Clarify with the referrer:

  • The identity and contact details of the referrer;
  • The nature of the concerns;
  • How and why these have arisen;
  • What appear to be the needs of the child and family;
  • Whether there are clearly identified safeguarding concerns and, if so, whether immediate action is necessary to ensure the child, or children, is kept safe (see below);
  • If there are any siblings or other children in the household;
  • Whether a professional referrer has undertaken a Child Protection Plan check.

Relevant information regarding a referral includes:

  • Full names, including any known alias or also known as, date of birth, gender, address of child and siblings, including whereabouts);
  • School/nursery attended (where relevant);
  • Names and date of birth of those with parental responsibility and all household members;
  • Ethnicity, first language and religion of child/ren and parents/carers and any other details known;
  • Any special needs of child/ren;
  • Any significant recent or historical events/incidents in child or family's life;
  • Current situation/whereabouts;
  • Details of alleged perpetrator, if relevant;
  • Referrer's relationship and knowledge of child and parents/carers;
  • Known involvement of other agencies/professionals, e.g. GP.

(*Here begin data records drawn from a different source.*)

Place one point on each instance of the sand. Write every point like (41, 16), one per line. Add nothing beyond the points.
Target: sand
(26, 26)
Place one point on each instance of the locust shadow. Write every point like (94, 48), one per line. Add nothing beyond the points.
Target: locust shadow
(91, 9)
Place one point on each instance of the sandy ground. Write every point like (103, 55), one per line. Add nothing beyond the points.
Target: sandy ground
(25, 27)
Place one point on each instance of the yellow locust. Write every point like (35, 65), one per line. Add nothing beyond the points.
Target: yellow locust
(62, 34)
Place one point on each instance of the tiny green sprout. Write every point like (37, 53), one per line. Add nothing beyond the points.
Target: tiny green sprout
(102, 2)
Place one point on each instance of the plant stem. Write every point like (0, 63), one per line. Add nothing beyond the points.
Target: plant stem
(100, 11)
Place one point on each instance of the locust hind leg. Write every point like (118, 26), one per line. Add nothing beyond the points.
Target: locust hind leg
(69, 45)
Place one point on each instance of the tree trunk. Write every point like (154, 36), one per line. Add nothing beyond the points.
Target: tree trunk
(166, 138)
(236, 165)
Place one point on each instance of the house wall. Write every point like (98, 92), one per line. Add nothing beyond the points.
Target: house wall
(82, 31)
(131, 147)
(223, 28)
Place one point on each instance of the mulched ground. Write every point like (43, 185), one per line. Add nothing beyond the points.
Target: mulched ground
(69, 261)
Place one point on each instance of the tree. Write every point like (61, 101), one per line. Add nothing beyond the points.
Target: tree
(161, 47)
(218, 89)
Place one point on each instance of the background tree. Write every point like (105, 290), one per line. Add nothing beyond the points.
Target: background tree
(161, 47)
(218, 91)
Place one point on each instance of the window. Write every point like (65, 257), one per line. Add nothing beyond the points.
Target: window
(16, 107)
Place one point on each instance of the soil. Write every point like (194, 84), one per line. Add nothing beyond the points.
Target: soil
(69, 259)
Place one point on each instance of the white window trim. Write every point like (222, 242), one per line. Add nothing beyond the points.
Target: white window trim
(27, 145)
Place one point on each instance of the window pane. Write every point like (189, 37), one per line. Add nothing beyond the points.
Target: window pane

If it appears during the investigation that the child is ordinarily resident in the area of another local authority, Newcastle Children's Social Care must consult with that local authority.

A referral should be made to the other local authority where the alleged abuser lives outside the area. Refer to Newcastle Safeguarding Children Board (NSCB) Procedures for Cross-boundary working (to follow).

Professionals should seek, in general, to discuss any concerns with the family and, where possible, seek their agreement to making referrals to Children's Social Care, unless to do so would place the child at increased likelihood of suffering Significant Harm or cause significant damage, or compromise evidence which may be required in any criminal proceedings. (See Strategy Meetings Guidance and also NSCB Procedures Manual, Strategy Discussion/Meeting Procedure).

It is good practice to keep professional referrers and any significant others updated as to developments in the case.

Undertake checks on the child and household members, including a Child Protection Plan Enquiry (if not already undertaken) and ICS

In the case of referrals from members of the public, written or verbal feedback should be in a manner consistent with respecting the confidentiality of the child and the family. Professional referrers cannot remain anonymous.

A child who is currently receiving services from Children's Social Care will have been, or will be subject to an assessment of need. They will have a Child in Need or Child Protection Plan to address identified need.

If the allocated worker at the time of the referral does not have the appropriate level of experience or training to deal with investigations of harm to children, the investigation will need to be led by an appropriately experienced worker.

It may be appropriate to convene a Care Team or Core Group meeting to formally discuss the concerns about the child.